From Acoustic Signal to Morphosyntactic Analysis in One End-to-End Neural System
By Lori Levin, Graham Neubig, Shinji Watanabe, and David Mortensen
The proposed research will dramatically transform the landscape of automatic morphosyntactic and morphophonological analysis by introducing an end-to-end system that consumes speech as an input and produces interlinear annotations as an output. The research team proposes to build an end-to-end system, a single neural net that, with small amounts of labeled data produced by native speaker linguists, can directly convert recorded speech to analyzed text, producing four outputs: (1) surface transcription, (2) morphological segmentation of surface forms, (3) an underlying or canonical form for each morpheme, and (4) a gloss or standardized label for each morpheme.
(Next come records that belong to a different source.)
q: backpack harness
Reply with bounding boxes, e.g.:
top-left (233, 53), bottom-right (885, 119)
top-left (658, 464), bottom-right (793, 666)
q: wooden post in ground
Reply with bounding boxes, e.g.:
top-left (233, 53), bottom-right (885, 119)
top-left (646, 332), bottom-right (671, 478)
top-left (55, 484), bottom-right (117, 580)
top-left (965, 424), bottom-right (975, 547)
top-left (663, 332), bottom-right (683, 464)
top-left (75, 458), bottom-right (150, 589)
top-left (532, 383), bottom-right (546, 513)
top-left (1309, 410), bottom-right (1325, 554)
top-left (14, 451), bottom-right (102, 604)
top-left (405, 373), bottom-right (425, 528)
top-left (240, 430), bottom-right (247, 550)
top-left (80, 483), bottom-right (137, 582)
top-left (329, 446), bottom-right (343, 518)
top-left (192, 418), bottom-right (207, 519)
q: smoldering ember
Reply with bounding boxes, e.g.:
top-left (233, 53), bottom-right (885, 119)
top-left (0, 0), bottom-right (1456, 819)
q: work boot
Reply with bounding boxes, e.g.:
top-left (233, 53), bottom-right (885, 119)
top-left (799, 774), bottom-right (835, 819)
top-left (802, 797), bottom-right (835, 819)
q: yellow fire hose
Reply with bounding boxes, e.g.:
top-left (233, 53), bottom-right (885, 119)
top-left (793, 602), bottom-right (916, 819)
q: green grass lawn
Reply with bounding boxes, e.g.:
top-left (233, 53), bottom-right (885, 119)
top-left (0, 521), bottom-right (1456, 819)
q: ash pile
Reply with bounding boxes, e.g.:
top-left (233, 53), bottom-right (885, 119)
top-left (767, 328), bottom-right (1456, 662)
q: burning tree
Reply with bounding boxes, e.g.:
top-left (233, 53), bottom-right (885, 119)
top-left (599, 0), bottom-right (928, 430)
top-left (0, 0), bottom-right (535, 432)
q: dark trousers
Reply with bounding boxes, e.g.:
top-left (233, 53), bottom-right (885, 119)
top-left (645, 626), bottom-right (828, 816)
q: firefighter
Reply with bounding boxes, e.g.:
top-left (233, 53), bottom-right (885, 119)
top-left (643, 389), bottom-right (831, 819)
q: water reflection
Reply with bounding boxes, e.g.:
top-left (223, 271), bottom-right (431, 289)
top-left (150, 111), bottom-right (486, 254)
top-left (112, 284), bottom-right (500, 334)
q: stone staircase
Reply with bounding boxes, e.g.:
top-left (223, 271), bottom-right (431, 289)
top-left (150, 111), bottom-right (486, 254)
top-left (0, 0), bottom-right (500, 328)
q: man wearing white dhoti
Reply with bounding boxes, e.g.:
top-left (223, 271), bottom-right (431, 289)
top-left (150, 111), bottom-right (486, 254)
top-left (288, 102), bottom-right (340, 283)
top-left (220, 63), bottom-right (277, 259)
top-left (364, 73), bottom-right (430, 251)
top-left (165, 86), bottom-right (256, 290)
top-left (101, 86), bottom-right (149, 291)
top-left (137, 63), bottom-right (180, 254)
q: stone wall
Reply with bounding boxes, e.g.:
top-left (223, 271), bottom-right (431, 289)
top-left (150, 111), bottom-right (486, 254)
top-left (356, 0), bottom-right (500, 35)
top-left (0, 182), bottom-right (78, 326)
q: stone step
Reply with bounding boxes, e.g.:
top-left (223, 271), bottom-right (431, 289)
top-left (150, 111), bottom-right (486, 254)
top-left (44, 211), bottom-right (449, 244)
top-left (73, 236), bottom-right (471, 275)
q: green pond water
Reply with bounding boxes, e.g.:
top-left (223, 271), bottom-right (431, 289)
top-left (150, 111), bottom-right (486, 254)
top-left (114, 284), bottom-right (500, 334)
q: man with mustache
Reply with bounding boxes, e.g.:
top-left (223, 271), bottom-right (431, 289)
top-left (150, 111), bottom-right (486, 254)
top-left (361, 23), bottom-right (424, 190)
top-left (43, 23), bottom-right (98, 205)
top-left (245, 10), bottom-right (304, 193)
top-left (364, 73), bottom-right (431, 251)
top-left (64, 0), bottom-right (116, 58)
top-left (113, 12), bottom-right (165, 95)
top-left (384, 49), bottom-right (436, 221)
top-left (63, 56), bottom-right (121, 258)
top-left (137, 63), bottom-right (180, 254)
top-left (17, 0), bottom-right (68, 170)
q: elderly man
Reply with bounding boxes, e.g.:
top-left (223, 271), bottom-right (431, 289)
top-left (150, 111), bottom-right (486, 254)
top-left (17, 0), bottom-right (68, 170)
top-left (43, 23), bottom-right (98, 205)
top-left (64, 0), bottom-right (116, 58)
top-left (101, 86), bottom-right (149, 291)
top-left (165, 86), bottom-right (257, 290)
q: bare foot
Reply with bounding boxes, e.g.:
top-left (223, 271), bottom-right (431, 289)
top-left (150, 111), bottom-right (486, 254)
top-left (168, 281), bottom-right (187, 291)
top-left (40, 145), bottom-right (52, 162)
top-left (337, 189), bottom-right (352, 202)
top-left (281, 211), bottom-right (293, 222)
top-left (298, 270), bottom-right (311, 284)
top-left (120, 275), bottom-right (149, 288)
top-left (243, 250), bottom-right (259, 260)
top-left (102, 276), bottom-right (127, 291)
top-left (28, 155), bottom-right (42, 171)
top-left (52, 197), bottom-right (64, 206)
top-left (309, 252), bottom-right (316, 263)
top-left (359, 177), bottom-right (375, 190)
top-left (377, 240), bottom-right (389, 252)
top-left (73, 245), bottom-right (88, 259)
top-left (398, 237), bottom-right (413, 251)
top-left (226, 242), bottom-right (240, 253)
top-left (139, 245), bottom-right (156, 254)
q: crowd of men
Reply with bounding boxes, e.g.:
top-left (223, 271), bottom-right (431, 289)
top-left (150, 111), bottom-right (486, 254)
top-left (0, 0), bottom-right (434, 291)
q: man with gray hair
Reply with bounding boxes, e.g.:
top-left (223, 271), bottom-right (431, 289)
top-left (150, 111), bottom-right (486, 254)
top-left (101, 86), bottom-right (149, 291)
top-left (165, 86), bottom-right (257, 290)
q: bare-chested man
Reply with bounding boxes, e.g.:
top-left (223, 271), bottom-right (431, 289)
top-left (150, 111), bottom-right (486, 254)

The proposed single end-to-end neural network represents the first attempt to integrate the four aforementioned tasks into a single neural network, avoiding the error-propagation problems that have plagued earlier attempts at creating a pipeline and mitigating the complexity of the technology for end-users. The researchers also propose innovative ways to incorporate linguistic knowledge into neural networks, including the use of differentiable weighted finite-state transducers, which are independently motivated by an iterative self-training architecture. This approach to iterative self training, in its own right, will represent an advance in machine learning -- a new algorithm for upweighting words and morphemes. The research also makes significant contributions to computational morphology. It includes a simple but expressive modification to existing schemes for segmentation and glossing, specifically for the representation of discontinuous morphemes. Furthermore, the proposal extends popular approaches to morphological analysis (e.g., UniMorph) by systematically addressing derivation as well as inflection. This proposal addresses glossing of reduplication and noun-incorporation, which earlier work has not.